The response: “The Carproof report did not correctly describe the damage and did not pull all the info into the report“. I was sent the repair detail as requested, and it included front-end and rear-end repairs, and had a new total: $8,330 plus tax.
Is this everything now? OK, here’s what I want for compensation …
I’m not actually going to tell you what I asked for in compensation, but I can assure you it was more than $500. In addition to cash, I asked for an additional year of their new car Diamond Care warranty just for a little extra protection against other things that might go wrong with the car.
There was some foot dragging by Vickar as they attempted to get CarProof to pay for some of our compensation, but I pointed out to Daniel that their negotiations with CarProof have no bearing on what I’m entitled to for compensation. The fact remains that Vickar sold us a car that was nearly written off without disclosing the damage. We would not have bought the car had we known. Vickar was in violation of Manitoba’s consumer protection laws and was responsible for making this right.
About the Consumer Protection laws: it was a pain to find anything about used cars. After a bit of emailing, a government worker sent me the link to the act (link) which stated that disclosure was required “if the motor vehicle has been damaged and the cost of repairs to fix the damage caused to the motor vehicle by an incident exceeded $3,000.” However, you will not find anything about this on the government’s Consumer Protection web page, or in their Let’s Make A (Better) Deal consumer protection guide.
And by the way: if you work for the government and are tempted to design a document around a pop culture reference, don’t. Just don’t. Please.
Anyhow, the good news is Vickar relented and gave us exactly what we asked for in compensation.
You could call this a happy ending if you want to, but the question was never answered: why was this information not disclosed?
You can divide this question up into two parts:
1) Why was the information missing from the CarProof report?
2) Why was it not verbally disclosed by the sales team — and we spoke to more than one person — before we bought the car?

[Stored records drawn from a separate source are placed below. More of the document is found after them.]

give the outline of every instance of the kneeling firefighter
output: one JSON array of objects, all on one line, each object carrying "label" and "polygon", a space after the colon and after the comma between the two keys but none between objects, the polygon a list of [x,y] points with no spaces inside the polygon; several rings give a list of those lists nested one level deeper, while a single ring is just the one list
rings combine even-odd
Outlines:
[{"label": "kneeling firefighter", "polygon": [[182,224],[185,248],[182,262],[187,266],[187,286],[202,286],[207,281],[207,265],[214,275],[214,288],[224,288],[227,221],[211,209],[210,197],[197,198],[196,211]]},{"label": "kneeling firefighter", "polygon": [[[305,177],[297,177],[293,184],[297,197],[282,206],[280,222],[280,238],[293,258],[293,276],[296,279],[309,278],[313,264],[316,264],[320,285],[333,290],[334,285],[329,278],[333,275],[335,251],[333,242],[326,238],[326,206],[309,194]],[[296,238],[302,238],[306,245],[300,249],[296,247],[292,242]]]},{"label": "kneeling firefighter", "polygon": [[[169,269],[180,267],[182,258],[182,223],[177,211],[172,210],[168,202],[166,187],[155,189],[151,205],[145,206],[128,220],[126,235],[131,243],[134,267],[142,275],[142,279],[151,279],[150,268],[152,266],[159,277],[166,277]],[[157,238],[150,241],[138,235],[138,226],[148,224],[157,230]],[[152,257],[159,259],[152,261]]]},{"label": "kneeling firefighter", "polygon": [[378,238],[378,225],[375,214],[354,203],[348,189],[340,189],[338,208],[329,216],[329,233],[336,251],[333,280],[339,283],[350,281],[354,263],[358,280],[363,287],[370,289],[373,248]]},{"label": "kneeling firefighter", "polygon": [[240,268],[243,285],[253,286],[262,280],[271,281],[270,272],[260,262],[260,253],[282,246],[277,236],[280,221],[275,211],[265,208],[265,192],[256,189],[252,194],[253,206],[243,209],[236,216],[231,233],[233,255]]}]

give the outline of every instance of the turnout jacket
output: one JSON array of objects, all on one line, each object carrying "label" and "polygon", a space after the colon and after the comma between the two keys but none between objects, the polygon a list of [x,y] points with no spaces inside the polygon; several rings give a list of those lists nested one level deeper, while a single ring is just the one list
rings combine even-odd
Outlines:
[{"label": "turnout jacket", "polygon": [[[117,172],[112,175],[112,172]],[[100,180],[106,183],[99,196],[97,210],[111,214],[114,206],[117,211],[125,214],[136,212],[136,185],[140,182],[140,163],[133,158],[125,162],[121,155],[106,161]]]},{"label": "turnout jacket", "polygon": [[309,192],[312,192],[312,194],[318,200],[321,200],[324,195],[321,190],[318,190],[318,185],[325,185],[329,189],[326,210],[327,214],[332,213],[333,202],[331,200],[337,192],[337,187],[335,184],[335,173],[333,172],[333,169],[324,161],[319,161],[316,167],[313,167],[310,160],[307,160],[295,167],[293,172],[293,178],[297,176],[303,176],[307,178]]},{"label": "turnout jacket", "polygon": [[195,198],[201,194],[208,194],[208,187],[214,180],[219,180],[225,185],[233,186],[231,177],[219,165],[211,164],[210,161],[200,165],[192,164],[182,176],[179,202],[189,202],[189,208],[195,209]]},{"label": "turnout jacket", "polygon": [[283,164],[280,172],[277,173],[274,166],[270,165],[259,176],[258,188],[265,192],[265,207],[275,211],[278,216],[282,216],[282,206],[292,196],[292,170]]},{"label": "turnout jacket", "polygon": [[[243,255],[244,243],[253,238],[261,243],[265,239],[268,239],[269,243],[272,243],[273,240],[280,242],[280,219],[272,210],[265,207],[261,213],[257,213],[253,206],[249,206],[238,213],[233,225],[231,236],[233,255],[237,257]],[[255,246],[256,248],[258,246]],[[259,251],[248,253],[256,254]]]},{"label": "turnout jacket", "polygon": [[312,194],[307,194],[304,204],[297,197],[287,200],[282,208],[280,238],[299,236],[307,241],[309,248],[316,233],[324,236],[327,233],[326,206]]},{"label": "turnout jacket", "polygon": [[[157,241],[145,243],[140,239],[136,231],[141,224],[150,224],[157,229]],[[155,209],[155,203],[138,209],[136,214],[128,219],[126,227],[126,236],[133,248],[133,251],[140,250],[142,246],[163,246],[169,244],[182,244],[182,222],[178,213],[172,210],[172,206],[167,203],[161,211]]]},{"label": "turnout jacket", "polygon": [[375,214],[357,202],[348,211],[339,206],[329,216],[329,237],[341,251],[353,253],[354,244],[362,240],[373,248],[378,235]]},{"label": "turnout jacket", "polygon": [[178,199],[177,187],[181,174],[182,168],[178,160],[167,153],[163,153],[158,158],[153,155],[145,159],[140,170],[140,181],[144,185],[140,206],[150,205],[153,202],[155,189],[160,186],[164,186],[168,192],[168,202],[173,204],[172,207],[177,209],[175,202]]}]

About this last one: I used to work in a store that sold bikes, and when a bike was returned and repaired for sale, all of the sales staff knew about it. And these are bicycles I’m talking about, not motor vehicles. I obviously have no way of proving that they intentionally hid this information from me but I find it difficult to believe that they didn’t know, and if they really didn’t know, that does not speak well of their knowledge of their used car inventory.
About CarProof: I contacted them to see what they had to say. They responded as follows:
With respect to our reports and the damages information that we provide, this is information received from insurance companies and not private garages such as dealerships etc. Unfortunately when an individual pays out of pocket for damages and there are no police reports for an accident, there is no way to track said information unless a dealer voluntarily provides such information to his customer.
However these repairs were reported to MPI. I know this because I obtained the vehicle history search records from MPI. If MPI knew about this in June of 2014 then CarProof should have as well. Somebody dropped the ball in the exchange of information between the two.
My advice after all this? You can get your CarProof report and read it, but just be aware that it may be missing information or that information on the report might be incorrect. Also, if your vehicle is from Manitoba, request the “estimate sheets” from MPI (call 204-985-7000).
So that’s that. A year after we bought the vehicle, the saga is over. It looks good again, and we can close our eyes and pretend that it’s the car we thought it was when we first purchased it.